I read the former Q & A regarding the best missal (here and here), and your reply stating you do not recommend any missal in particular, but it is acceptable if it is from before 1955. Agreed.

However, I purchased a 1940 St. Andrew Daily Missal by Dom Gaspar Lefebvre, O.S.B. of the Abbey of St. Andre, by The E.M. Lohmann Co., St. Paul, Minnesota; Nilhil Obstat by Arthurus J. Scanlon, S.T.D. and Imprimatur by Franciscus J. Spellman, D.D.

I thought this was a good missal, but there is a section which talks about the 1922 rubrics of active participation restored to the faithful, including responding to prayers, priests’ liturgical prayers, congregational responses and singing Gregorian Chant and hymns, and dialogue participation at the Mass.

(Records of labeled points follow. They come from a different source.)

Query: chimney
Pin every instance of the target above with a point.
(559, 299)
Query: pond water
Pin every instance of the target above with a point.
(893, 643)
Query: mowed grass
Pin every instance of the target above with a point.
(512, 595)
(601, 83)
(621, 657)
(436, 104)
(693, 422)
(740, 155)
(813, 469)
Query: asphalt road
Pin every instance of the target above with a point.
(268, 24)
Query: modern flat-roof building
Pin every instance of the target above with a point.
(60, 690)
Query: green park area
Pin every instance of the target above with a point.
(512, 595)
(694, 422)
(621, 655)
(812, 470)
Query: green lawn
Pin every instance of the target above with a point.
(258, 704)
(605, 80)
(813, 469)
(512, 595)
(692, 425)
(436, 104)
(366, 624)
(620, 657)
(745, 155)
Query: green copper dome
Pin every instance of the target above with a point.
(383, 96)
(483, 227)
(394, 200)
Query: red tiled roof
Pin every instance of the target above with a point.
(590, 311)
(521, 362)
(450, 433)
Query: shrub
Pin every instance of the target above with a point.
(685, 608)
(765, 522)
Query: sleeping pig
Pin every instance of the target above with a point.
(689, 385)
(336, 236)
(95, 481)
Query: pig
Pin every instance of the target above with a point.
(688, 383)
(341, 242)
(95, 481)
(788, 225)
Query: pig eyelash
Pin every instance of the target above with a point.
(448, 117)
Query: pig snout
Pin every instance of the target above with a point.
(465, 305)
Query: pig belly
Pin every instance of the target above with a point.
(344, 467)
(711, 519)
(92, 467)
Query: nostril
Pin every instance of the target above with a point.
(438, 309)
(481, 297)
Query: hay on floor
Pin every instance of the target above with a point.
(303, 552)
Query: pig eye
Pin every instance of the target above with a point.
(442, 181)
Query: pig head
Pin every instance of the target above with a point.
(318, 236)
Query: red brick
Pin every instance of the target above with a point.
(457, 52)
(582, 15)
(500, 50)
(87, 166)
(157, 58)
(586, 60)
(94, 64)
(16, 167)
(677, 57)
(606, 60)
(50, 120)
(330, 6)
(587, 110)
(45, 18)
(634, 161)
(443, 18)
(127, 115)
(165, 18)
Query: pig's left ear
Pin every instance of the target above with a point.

There are also rubrics for the Mass itself, it talks about the people reading aloud one of certain prayers in English at Low Masses, to continue reciting The Lamb of God with the priest, the whole congregation reciting The 2nd Confiteor together with deacon at High Mass or server at Low Mass, as well as other answers to the Communion prayers and, well, it goes on.

Firstly, we ought to warn people to read any missal over very carefully before they buy it, and secondly, should I give this one away, burn it, or keep it? It is a tremendous distraction to me, and I am fraud to give it to anyone, since it might lead them astray.

Thank you and God bless your work at TIA.